I am following the course "Language, Proof, and Logic" from Stanford on EdX. I am trying to understand proof by contradiction specifically. I understand the gist of this type of proof, and I have done many proofs using this method in math. But when I really drill down into the details of each individual step and try to understand how and why this method of proof works, I get a bit boggled down in the logical concepts and nomenclature.
I am looking for a verification that the reasoning below is correct down to the minute details.
Consider a world containing objects that can be exactly one of either cubes, tetrahedrons, or dodecahedrons.
Consider predicates Cube(x), Tet(x), and Dodec(x).
For example, Cube(x) is an atomic sentence that we can translate as "x is a cube". The other two predicates are translated analogously.
Consider the argument
Premises
Cube(c) | Dodec(c)
Tet(b)
Conclusion
~(b=c)
Let us try to prove the conclusion using a proof by contradiction.
First let me note that since Cube(c) | Dodec(c) and only one of Cube(c), Dodec(c), and Tet(c) can be true, it follows that ~Tet(c).
Assume b=c is true.
Using identity elimination we can infer that Tet(c) is true.
This means that
- Tet(c) follows from b=c and Tet(b).
- In other words, Tet(c) is a logical consequence of b=c and Tet(b)

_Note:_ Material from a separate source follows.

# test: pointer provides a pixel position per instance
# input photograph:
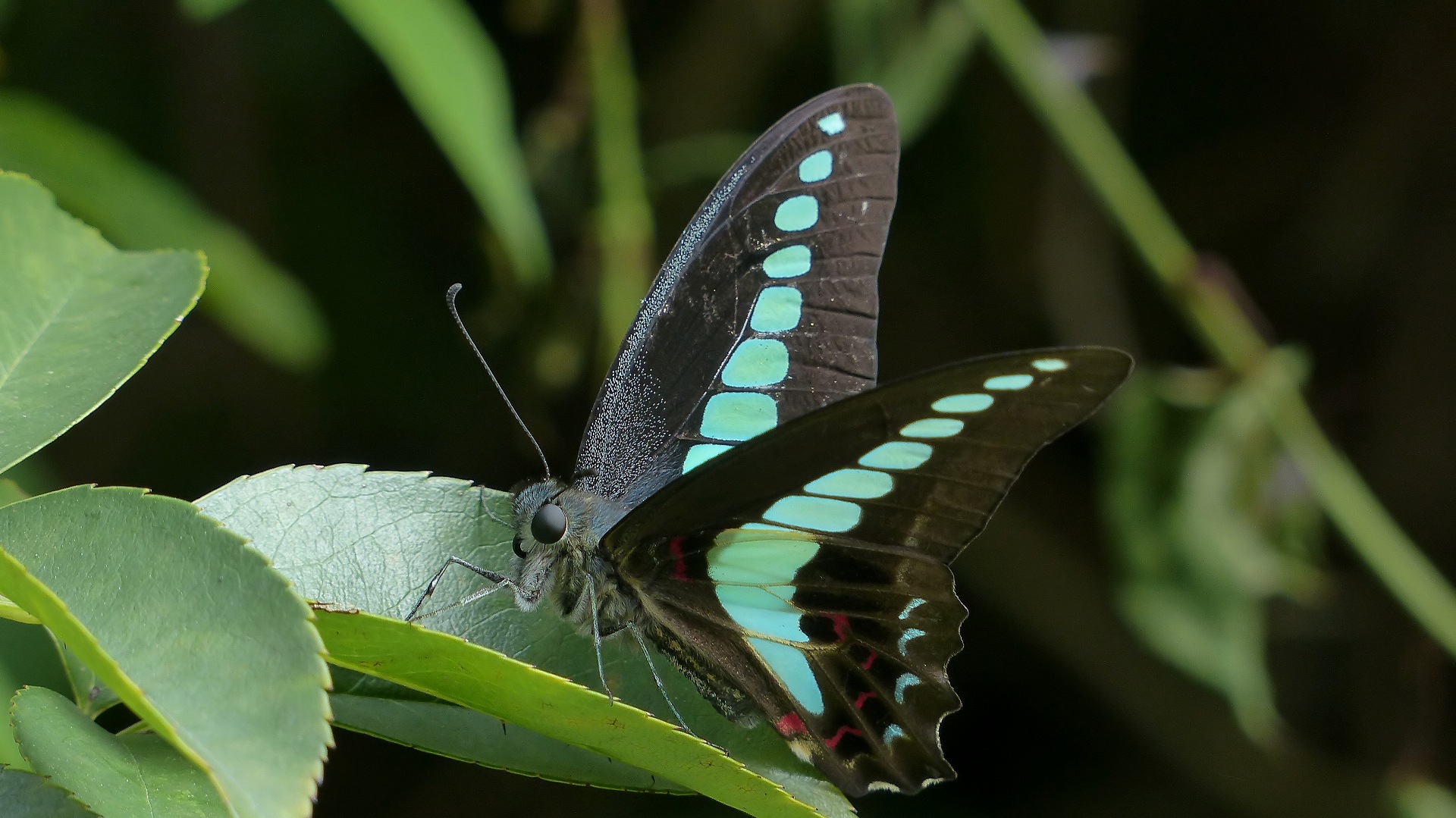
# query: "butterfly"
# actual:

- If b=c and Tet(b) are true, then Tet(c) must be true.
- we can write this as: (b=c) & Tet(b) implies Tet(c)
At this point we have two premises that are assumed true, one statement that we assumed true for the proof, and two statements that are intermediary steps of our proof, that we've shown to be true:
Cube(c) | Dodec(c)
Tet(b)
b=c
~Tet(c)
Tet(c)
But now we see that these statements are inconsistent (aka contradictory). This means
- they cannot all be true simultaneously
- their conjunction is always false, ie a contradiction
Question 1: When we write a proof, we start with true premises, and we derive true statements, eventually reaching a statement which is true and which is the conclusion we are trying to prove. We essentially prove that the premises, plus the intermediary steps, plus the conclusion are all true simultaneously, ie their conjunction is true. Is this interpretation of proof correct and generally applicable?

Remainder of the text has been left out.